Mieux qu'un long discours, une lettre de mon grand-père illustrée par un trophée d'ours malais: Bornéo - près du fleuve Lemanak
25 novembre 1937
Mon coeur,
Mon périple n'en finit pas... Vous devez vous languir de me retrouver et je vous avoue que vous me manquez aussi, ma petite femme tant aimée. Vous déciderez vous un jour à m'accompagner aux confins des continents lointains ? Je connais vos arguments ( et votre caractère déterminé ! ) mais je vous en prie, réfléchissez encore et pensez combien je serais heureux de ne plus devoir choisir entre la douceur de vos bras et l appel de nouvelles découvertes ...

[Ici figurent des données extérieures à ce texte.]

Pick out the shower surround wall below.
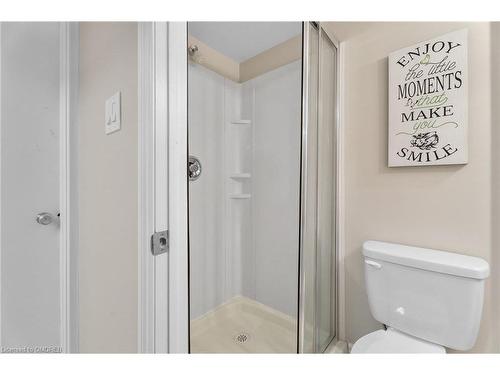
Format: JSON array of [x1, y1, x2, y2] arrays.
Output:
[[189, 61, 301, 319]]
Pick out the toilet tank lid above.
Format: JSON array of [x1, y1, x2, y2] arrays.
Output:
[[363, 241, 490, 279]]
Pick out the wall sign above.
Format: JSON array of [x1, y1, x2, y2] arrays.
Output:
[[389, 30, 468, 167]]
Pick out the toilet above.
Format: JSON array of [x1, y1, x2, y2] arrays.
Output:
[[351, 241, 489, 353]]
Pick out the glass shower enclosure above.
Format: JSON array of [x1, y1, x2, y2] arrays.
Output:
[[188, 22, 337, 353]]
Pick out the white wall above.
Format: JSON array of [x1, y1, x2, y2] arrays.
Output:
[[188, 63, 226, 319], [243, 60, 302, 317], [79, 22, 138, 353], [327, 22, 499, 352]]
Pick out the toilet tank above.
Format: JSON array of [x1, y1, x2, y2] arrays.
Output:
[[363, 241, 489, 350]]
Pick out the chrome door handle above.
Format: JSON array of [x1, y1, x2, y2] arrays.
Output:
[[36, 212, 53, 225]]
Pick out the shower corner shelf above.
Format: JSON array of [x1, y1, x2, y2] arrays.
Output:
[[231, 120, 252, 125], [229, 173, 252, 180], [229, 194, 252, 199]]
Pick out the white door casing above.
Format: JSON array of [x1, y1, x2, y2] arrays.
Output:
[[138, 22, 189, 353]]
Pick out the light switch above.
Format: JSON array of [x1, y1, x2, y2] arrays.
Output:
[[104, 91, 122, 134]]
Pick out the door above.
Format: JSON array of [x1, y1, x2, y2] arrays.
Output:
[[0, 22, 63, 353], [299, 22, 337, 353]]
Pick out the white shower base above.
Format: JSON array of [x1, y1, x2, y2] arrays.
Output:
[[191, 296, 297, 353]]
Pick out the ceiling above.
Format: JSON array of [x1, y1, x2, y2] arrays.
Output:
[[188, 22, 302, 62]]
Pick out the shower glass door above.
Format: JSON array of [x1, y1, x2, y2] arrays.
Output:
[[299, 22, 337, 353], [188, 22, 302, 353]]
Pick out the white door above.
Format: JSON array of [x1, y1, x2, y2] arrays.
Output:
[[0, 22, 62, 353]]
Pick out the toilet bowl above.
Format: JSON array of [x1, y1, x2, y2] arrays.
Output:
[[351, 328, 446, 354], [351, 241, 489, 353]]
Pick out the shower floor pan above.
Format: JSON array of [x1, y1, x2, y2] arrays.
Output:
[[191, 296, 297, 353]]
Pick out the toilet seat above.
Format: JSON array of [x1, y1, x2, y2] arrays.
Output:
[[351, 327, 446, 354]]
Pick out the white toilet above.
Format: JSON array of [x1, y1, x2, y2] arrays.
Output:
[[351, 241, 489, 353]]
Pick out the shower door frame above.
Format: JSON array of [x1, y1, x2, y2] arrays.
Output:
[[298, 22, 345, 353]]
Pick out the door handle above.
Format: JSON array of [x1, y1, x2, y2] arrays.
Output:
[[36, 212, 54, 225]]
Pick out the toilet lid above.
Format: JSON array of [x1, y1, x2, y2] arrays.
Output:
[[351, 328, 446, 354]]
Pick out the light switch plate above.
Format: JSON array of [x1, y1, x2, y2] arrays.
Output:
[[104, 91, 122, 134]]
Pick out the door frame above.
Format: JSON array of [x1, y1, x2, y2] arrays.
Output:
[[0, 22, 79, 353], [138, 22, 189, 353]]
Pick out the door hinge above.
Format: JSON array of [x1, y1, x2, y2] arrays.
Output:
[[151, 230, 168, 255]]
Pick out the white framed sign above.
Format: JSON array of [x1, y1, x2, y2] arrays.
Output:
[[388, 30, 468, 167]]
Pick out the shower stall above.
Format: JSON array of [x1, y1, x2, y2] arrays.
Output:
[[188, 22, 337, 353]]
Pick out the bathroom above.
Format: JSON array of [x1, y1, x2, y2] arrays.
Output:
[[0, 1, 500, 374]]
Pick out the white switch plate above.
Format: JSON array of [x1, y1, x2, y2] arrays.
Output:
[[104, 91, 122, 134]]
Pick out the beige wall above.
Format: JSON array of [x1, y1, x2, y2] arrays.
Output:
[[327, 22, 500, 352], [79, 23, 138, 352]]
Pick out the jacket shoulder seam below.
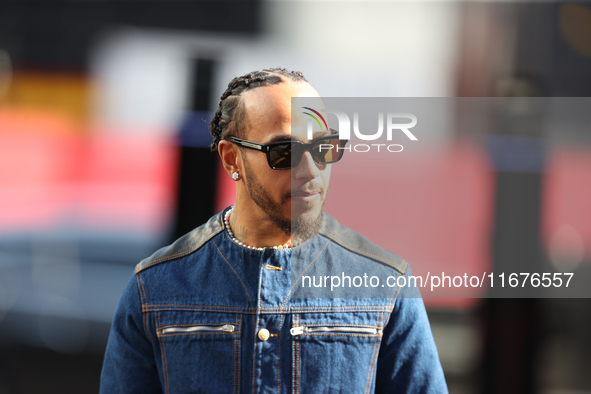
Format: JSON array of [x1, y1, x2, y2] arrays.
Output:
[[320, 231, 408, 275], [135, 214, 224, 274]]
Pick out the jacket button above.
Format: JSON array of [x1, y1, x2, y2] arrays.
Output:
[[259, 328, 271, 341]]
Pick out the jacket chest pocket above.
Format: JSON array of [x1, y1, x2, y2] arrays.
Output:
[[290, 312, 382, 393], [157, 312, 241, 393]]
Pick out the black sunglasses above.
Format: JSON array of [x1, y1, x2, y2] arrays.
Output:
[[225, 134, 349, 170]]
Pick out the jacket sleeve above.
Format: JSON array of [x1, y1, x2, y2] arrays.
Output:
[[376, 268, 448, 393], [100, 275, 162, 394]]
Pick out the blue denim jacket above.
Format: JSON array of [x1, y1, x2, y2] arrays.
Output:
[[100, 208, 447, 394]]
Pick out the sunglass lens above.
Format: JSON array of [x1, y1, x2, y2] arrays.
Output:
[[269, 142, 291, 169]]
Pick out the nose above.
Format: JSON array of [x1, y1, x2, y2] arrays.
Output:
[[294, 151, 326, 180]]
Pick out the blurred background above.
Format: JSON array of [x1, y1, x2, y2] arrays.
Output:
[[0, 0, 591, 394]]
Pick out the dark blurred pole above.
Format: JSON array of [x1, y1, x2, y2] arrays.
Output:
[[481, 81, 545, 394], [173, 58, 219, 239]]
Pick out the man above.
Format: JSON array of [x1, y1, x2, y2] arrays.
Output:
[[101, 69, 447, 393]]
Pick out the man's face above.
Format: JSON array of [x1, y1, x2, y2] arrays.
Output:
[[242, 81, 330, 240]]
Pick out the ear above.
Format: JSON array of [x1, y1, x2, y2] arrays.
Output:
[[218, 140, 242, 176]]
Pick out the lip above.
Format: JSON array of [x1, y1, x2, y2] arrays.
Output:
[[291, 192, 320, 202]]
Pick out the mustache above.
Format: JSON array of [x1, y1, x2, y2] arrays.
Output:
[[283, 182, 324, 202]]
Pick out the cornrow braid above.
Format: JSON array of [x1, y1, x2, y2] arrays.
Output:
[[209, 68, 308, 151]]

Je suis depuis dix jours sur l'île de Bornéo, au milieu de la plus ancienne forêt primaire du monde, logé dans une tribu indigène. Quelle fierté que de savoir que je poursuis là une longue tradition naturaliste et que je marche dans les pas de mes confrères disparus ! Sans me vanter, ma chérie, je crois bien que mon séjour dans la jungle va faire avancer de plusieurs bons l'anthropologie sur l'Asie. Vous savez combien ma soif de connaissance est sans limite et que je ne recule devant rien pour faire de nouvelles expériences. Hé bien sachez que j'ai eu un peu peur cette fois et que voici quelques heures, je crus bien perdre la tête.
N'y voyez là aucune allusion sordide aux coupeurs de tête que vous redoutiez tant avant mon départ. Ceux-ci ont déposé leurs armes voici bientôt dix ans et seuls les crânes noircis qui ornent les piliers de la maison rappellent encore cette coutume extrême. Vous voilà, je l‘espère, rassurée sur ce point et si je vous dis que je faillis perdre la tête, entendez que je ne fus pas loin de la démence. Si ! Votre mari adoré, d'habitude si sage et toujours si réfléchi est passé à quelques pas de la folie !
Hier, alors que l'après midi était bien avancé, la tribu qui m'accueille voulu m'offrir une petite fête. Nous commençâmes par tous nous réunir en cercle : les familles au complet, le sorcier et le chef. L'assemblée était fort joyeuse et l'effervescence s'accrût encore lorsque les femmes apportèrent le repas qu'elles avaient préparé. Je ne saurais vous dire ce qui composait ce diner et serais bien en mal de vous en écrire la recette. Mon palet averti distingua la crevette, le gingembre et le lait de coco mais ne put identifier les richesses que les femmes indigènes y avaient ajoutées. Le sorcier, qui parle un mélange complexe de malais, d'iban et d'anglais auquel il ajoute quelques mots de notre langue, m'expliqua qu'il s'agissait là d'un plat traditionnel très apprécié des voyageurs étrangers. En revanche, les petits champignons séchés que l'on me servit en accompagnement constituent une particularité locale, une liberté prise quant à la recette originale.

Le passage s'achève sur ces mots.